Leo Bill plays James as a sort of pastiche of Rik Mayall's character from popular 1990's British TV show 'Bottom', only rendered schizophrenic and far more mentally ill. Early on, I wondered if the man had an agenda; whether or not he was at all homicidal and indeed hated his mother which added to an intense element of unease. As the film switches perspectives in carer, a gradual shift in emphasis onto James becomes apparent in the conventions writer/director Simon Rumley applies. In switching from a mainly static camera complete with long takes which took prior precedence, Rumley then throws sped-up footage; bizarre angles; editing as well as distorted sound effects which amalgamate to form odd music into the mix, getting across a sense of chaos and somebody seriously ill-suited for the task. Rumley's tactics of applying a disorientating and off the wall aesthetic to most of the scenes James' acts as carer beautifully but disturbingly conflicts in a highly effective manner with this large, decrepit, centuries old manor house with which you do not associate the given conventions.

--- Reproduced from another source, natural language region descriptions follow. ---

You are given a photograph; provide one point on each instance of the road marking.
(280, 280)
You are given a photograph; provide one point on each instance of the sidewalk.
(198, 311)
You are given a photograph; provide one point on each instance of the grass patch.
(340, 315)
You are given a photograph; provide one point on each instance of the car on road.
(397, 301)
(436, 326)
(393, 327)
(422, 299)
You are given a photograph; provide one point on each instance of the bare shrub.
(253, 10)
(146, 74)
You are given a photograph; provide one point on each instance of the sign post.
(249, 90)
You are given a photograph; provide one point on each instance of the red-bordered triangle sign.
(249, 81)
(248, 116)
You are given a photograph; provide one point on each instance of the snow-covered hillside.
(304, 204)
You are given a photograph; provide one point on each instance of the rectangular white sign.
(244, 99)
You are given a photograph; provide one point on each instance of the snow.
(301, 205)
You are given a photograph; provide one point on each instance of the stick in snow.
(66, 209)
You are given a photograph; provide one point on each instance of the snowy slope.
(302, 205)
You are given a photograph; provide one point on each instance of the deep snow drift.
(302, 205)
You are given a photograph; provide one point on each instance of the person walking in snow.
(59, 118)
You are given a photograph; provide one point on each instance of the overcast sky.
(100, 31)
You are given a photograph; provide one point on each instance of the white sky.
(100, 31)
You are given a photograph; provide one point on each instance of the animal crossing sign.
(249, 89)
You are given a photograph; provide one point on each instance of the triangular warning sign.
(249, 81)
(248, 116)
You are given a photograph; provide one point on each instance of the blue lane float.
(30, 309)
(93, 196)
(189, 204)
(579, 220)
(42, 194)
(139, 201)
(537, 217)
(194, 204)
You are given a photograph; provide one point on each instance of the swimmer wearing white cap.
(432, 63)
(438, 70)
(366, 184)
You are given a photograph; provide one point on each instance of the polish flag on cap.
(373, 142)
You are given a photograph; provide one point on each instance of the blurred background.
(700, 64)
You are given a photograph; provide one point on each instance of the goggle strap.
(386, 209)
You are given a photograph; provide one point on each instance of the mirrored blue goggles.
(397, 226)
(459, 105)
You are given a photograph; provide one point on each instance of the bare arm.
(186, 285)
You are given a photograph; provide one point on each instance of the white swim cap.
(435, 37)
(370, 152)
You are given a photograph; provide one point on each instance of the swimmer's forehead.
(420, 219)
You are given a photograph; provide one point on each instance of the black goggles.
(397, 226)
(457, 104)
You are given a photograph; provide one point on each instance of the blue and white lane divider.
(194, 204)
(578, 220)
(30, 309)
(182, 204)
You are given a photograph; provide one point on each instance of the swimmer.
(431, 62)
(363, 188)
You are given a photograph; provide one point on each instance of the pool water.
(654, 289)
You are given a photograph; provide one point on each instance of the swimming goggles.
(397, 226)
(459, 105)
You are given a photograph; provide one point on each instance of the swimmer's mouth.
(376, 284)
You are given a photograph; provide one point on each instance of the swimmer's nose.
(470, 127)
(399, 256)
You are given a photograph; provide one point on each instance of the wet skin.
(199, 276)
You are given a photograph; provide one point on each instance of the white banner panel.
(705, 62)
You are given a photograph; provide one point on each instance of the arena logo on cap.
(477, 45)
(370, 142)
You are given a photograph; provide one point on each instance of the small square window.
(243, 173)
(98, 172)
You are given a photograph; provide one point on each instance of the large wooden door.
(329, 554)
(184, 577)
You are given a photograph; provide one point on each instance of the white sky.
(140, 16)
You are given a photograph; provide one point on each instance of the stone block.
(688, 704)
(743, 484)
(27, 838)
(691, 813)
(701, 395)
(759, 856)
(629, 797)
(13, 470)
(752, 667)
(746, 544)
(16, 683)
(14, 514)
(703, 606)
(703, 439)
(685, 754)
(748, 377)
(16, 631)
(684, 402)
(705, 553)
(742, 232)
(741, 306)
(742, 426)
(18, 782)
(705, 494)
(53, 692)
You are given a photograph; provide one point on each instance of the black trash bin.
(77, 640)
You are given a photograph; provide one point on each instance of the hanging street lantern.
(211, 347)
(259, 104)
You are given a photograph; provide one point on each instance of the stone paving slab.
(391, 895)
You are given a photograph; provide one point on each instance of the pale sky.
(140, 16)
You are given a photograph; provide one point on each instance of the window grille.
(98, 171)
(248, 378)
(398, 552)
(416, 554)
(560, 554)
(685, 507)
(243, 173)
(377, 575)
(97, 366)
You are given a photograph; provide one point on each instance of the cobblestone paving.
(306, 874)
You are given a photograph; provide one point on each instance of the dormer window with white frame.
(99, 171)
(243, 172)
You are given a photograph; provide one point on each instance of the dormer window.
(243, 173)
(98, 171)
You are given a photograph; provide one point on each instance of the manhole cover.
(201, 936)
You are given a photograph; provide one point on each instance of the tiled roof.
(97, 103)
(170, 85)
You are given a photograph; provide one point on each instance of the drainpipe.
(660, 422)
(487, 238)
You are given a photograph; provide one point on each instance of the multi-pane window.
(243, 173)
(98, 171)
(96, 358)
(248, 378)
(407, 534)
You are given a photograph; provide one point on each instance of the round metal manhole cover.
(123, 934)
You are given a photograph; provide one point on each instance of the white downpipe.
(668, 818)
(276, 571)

There are killings in the film; somebody gets knifed and there's a fair degree of blood running on a premise that sees it bed down in one place as terror and uncanniness plays out, but don't let that lead you to think this is a Halloween sequel or some similarly underwhelming slasher film. One sequence which goes a long way in highlighting this odd combination of techniques and conventions to actually form something half-decent occurs nearer the end when, isolated and on their own, a young female supporting character creeps through the dark passages and corridors of the home unaware of what lurks around them but knowledgeable that there's a male lead, somewhere, who could very well react negatively if he sees or finds her. The whole thing is constructed like an age-old sequence in a slasher-sub genre flick, but the film sets a bar far higher. Roger Lloyd-Pack does a superb job, banishing any lingering memory you might have of him in a prior comedic role as we observe his envisaging of what might very well have gone on during his absence. Rumley's film is not all about shocks and scares; a sequence later on in which many family members have gathered in the house's main area is shot from high on up in the rafters, the camera just too embarrassed or ashamed to go to ground level and capture these people's expressions and reactions. I found The Living and the Dead to be a smart and affecting film.